Playwright Eugene Berthold Brecht (also known as Bertolt Brecht) was deeply influenced by Charlie Chaplin and Karl Marx. This strange combination of inspiration produced Brecht’s twisted sense of humor as well as the political beliefs within his plays.
He was raised in a middle class family in Germany, although he often fabricated stories of an impoverished childhood. As a young man, he was attracted to fellow artists, actors, cabaret musicians, and clowns. As he began to write plays of his own, he discovered that the Theatre was the perfect forum to express social and political criticism.
Brecht developed a style known as “Epic Theatre.” In this medium, actors did not strive to make their characters realistic. Instead, each character represented a different side of an argument. Brecht’s “Epic Theatre” presented multiple viewpoints and then let the audience decide for themselves.
Does this mean Brecht didn’t play favorites? Certainly not. His dramatic works blatantly condemn fascism, but they also endorse communism as an acceptable form of government. His political views developed from his life experiences. Brecht fled Nazi Germany before the onset of World WarII. After the war, he willingly moved to Soviet-occupied East Germany and became a proponent of the communist regime.
Brecht's Major Play!
His most acclaimed work is Mother Courage and Her Children. Although set in the 1600s, the play is relevant to contemporary society. It is often regarded as one of the finest anti-war plays.
Not surprisingly, Mother Courage and Her Children has frequently been revived in recent years. Many colleges and professional theaters have produced the show, perhaps to express their views on modern day warfare.
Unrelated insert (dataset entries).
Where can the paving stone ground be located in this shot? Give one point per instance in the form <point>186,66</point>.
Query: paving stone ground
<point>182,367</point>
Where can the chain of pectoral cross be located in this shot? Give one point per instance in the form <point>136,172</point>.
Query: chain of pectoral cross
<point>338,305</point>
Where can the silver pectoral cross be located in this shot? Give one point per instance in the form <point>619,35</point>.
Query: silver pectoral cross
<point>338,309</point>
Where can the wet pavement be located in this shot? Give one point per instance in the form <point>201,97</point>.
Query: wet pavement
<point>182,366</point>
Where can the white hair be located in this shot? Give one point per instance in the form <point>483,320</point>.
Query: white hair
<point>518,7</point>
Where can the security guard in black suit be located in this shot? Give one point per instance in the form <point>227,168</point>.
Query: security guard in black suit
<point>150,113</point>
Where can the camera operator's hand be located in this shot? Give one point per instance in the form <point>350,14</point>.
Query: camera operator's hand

The one the play’s most renowned lines is: "Who is the bigger criminal: he who robs a bank or he who founds one?"
Epic vs Dramatic Theatre!
Dramatic Theatre | Epic Theatre |
Plot | Narrative |
Implicates the spectator in a stage situation | Turns the spectator into an observer |
Wears down his capacity for action | Arouses his capacity for action |
Provides him with sensations | Forces him to take decisions |
Experience | Picture of the world |
The spectator is involved in something | He is made to face something |
Suggestion | Argument |
Instinctive feelings are preserved | Brought to the point of recognition |
The spectator is in the thick of it, shares the experience | The spectator stands outside, studies |
The human being is taken for granted | The human being is the object of the enquiry |
He is unalterable | He is alterable and able to alter |
Eyes on the finish | Eyes on the course |
One scene makes another | Each scene for itself |
Growth | Montage |
Linear development | In curves |
Evolutionary determinism | Jumps |
Man as a fixed point | Man as a process |
Thought determines being | Social being determines thought |
Feeling | Reason |
Above i have found a table giving the differences between dramatic and epic theatre i found this table on: http://www.usq.edu.au/artsworx/schoolresources/3pennynotes/drama
Verfremdungseffekt
Often translated as the ‘alienation effect’, verfremdungseffekt is better explained as the ‘making strange effect’, or the ‘defamiliarisation effect’. ‘Alienation’ implies that the audience is disconnected completely from the performance, which is not quite correct. While they are disconnected from empathizing with the characters and their plight, as in naturalistic theatre, they are still completely involved in critically-analysing the play and its broader social significance. The ‘V-effekt’ is a technique of taking human social incidents and labelling them as something striking, something that calls for explanation, something not to be taken for granted, not just natural.
Gestus
Gestus, Brecht said, was the base building block of Epic Theatre. It is both gist and gesture; an attitude expressible in words and actions (Chalk). A basic equation for gestus is: a gesture of the body (gest) + a message (gist) = gestus (Chalk). The message is an essential part of this equation, because without a broader social context, the gesture is redundant. The most famous example of this particular element is from the original production of Mother Courage and Her Children. In the scene where Mother Courage’s son is killed, she lifts her head back, stretches her mouth wide, and holds this grotesque position in a “silent scream”. This showed her devastation at the loss of her son, but her inability to show that feeling. So the physicality of the scream + her contradictory feelings = the gestus of the ‘silent scream’.
Music
The “V-effekt” was also made possible in Epic Theatre with help from the music. In many of Brecht’s plays where music was used, the musicians were set up where they could be seen. In the original Berlin production of The Threepenny Opera, the titles of the songs were projected on placards on stage, the orchestra was lit up, and the actors changed position in order to sing their songs. This is just another way of showing that it is just a theatre show, that the actors are simply actors and that the musicians were just that, musicians.